Cindra, the sharper our criticism, the more cracked is the mirror we stare at. Oscar night is about having a good time and recognizing good work. Hollywood did well. Now let's get back to more important things.
Dear Mr. Weingarten:
I've read your address, and I wonder if it's indicative of the standard fare at such events. How did the kids take the news that you hold one of the few good jobs still around, that the world is bad and getting worse? Did they laugh at all the right Colbert Moments? How did your Jew joke go over? David Sedaris tried that once with an NPR crowd and got some guffaws (of course, Sedaris is a comic writer, not a serious journalist).

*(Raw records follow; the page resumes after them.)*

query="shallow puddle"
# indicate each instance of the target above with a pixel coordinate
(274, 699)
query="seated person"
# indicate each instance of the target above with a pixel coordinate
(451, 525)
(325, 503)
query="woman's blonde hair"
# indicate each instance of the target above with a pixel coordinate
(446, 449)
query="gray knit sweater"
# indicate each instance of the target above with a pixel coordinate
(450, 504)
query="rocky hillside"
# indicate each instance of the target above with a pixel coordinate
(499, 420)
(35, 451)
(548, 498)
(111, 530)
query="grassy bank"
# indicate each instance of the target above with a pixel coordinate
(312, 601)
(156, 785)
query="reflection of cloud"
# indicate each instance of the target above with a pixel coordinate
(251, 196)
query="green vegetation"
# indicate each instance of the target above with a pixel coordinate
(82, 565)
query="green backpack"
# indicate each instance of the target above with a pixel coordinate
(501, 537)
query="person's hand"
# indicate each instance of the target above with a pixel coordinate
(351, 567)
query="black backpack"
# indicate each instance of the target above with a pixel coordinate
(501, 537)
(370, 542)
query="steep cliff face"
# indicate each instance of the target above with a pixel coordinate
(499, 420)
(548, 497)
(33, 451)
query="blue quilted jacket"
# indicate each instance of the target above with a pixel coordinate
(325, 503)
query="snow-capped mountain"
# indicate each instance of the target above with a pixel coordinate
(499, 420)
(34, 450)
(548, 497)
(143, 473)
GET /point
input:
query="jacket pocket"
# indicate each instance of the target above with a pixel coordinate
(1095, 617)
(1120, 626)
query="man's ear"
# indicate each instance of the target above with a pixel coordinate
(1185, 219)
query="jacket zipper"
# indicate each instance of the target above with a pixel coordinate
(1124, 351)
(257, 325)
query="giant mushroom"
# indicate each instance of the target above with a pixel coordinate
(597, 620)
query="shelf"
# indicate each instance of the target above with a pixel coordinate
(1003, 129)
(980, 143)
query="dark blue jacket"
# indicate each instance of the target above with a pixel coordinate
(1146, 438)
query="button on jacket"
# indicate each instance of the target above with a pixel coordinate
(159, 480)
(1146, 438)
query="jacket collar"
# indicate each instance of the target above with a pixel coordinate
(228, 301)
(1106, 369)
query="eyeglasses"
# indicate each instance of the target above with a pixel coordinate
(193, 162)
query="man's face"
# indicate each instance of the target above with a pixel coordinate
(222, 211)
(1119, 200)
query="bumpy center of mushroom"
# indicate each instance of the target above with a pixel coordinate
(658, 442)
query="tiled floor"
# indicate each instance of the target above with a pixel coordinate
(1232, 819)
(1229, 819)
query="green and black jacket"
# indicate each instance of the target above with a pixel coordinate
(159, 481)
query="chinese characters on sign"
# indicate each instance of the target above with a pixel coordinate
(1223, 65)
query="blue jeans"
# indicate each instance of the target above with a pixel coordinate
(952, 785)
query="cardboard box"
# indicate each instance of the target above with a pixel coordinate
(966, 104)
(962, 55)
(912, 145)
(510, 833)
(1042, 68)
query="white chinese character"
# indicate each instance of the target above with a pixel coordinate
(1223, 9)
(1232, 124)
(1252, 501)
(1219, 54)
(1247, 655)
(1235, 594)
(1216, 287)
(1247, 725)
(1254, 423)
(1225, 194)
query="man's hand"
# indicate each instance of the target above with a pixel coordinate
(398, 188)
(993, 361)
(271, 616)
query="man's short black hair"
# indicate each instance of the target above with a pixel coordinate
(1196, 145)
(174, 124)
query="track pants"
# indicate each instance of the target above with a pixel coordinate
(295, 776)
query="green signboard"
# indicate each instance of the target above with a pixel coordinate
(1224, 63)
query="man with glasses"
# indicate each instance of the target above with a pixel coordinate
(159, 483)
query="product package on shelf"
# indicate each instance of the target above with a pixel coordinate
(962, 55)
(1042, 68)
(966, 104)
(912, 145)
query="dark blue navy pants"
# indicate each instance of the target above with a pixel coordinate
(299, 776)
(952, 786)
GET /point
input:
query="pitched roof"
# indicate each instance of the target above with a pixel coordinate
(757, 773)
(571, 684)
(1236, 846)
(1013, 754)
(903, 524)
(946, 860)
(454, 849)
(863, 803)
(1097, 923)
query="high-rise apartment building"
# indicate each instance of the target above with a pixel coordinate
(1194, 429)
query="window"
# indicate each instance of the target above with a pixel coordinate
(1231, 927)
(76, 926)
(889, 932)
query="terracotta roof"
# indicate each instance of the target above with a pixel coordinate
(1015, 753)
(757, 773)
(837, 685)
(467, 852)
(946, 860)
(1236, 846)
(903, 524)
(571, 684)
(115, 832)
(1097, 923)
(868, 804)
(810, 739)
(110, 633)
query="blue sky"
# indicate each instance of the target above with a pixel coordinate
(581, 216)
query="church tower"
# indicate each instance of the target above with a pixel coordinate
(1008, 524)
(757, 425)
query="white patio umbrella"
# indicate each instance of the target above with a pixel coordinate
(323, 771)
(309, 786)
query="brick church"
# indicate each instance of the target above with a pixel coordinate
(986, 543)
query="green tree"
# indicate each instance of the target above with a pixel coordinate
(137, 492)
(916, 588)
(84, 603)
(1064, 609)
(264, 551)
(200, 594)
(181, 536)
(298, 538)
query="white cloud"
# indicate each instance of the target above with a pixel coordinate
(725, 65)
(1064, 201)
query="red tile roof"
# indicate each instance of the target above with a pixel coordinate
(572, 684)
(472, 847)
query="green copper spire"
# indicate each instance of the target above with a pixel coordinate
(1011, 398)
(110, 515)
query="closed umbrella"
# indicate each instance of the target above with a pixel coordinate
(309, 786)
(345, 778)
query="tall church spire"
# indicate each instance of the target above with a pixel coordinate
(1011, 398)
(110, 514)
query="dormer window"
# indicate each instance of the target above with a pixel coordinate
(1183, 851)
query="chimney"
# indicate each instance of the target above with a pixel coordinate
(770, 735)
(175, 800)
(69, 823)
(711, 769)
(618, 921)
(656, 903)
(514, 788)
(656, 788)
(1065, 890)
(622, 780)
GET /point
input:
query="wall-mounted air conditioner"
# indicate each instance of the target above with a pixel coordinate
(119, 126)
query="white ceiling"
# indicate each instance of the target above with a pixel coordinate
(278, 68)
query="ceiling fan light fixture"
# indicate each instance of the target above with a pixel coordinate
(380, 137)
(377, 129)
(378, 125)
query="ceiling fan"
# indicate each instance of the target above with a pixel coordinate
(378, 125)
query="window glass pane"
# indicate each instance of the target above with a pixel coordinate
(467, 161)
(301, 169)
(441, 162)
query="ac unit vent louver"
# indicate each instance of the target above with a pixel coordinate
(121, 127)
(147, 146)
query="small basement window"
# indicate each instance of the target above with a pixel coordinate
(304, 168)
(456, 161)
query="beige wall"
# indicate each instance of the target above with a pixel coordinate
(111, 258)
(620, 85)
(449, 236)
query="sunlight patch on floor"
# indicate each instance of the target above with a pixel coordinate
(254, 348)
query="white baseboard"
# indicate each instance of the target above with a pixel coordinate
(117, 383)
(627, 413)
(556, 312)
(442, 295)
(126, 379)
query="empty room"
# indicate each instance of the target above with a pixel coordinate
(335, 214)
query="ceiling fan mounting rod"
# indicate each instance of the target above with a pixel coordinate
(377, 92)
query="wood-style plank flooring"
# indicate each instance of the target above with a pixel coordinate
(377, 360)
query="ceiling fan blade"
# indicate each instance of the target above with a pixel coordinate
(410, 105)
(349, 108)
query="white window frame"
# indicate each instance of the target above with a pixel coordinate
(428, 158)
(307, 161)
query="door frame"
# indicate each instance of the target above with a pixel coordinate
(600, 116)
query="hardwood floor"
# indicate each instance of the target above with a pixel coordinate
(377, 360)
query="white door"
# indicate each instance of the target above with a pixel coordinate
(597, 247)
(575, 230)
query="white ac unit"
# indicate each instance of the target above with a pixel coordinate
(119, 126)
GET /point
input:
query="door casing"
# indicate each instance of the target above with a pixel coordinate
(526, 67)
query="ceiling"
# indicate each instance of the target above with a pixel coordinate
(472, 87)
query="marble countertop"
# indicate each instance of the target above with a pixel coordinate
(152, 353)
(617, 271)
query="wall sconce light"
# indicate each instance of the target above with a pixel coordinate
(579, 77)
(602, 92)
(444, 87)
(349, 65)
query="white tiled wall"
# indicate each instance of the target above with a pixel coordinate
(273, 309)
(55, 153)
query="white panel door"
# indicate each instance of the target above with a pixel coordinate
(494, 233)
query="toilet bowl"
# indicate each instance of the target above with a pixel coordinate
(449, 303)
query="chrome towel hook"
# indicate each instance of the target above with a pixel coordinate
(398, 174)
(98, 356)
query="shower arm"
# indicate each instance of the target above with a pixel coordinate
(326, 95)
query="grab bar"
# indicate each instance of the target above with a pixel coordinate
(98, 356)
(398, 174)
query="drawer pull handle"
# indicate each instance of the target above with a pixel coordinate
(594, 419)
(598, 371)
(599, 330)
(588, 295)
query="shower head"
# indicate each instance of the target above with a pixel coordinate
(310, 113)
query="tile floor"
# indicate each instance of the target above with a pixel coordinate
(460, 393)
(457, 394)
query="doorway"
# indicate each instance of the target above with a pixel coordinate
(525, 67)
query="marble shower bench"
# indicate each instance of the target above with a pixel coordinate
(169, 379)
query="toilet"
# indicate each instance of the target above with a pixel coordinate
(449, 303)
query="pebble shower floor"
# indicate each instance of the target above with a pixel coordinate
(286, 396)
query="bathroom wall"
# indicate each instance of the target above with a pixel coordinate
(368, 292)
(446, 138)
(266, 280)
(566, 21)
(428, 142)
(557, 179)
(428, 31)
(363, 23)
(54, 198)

Is that the point I'm missing, the one about serious journalism? Where is it? I see a lot of journalists (even columnists) trying very hard to deliver that sarcastic, sassy style that makes just about every topic, in the end, irrelevant. This when they're not outright pandering to someone they agree with, or someone whose good grace they'd like to be in.
I almost have to laugh at myself. To remind myself what seriousness and integrity look like in journalism, I've been turning back back back to a fat collection of the columns and broadcasts of Ed Murrow. You know, there's not a Jew joke or a HA HA HA to be found in almost 600 pages! With a dollop of sarcasm, with more sass, that guy (and his peers) might have really amounted to something.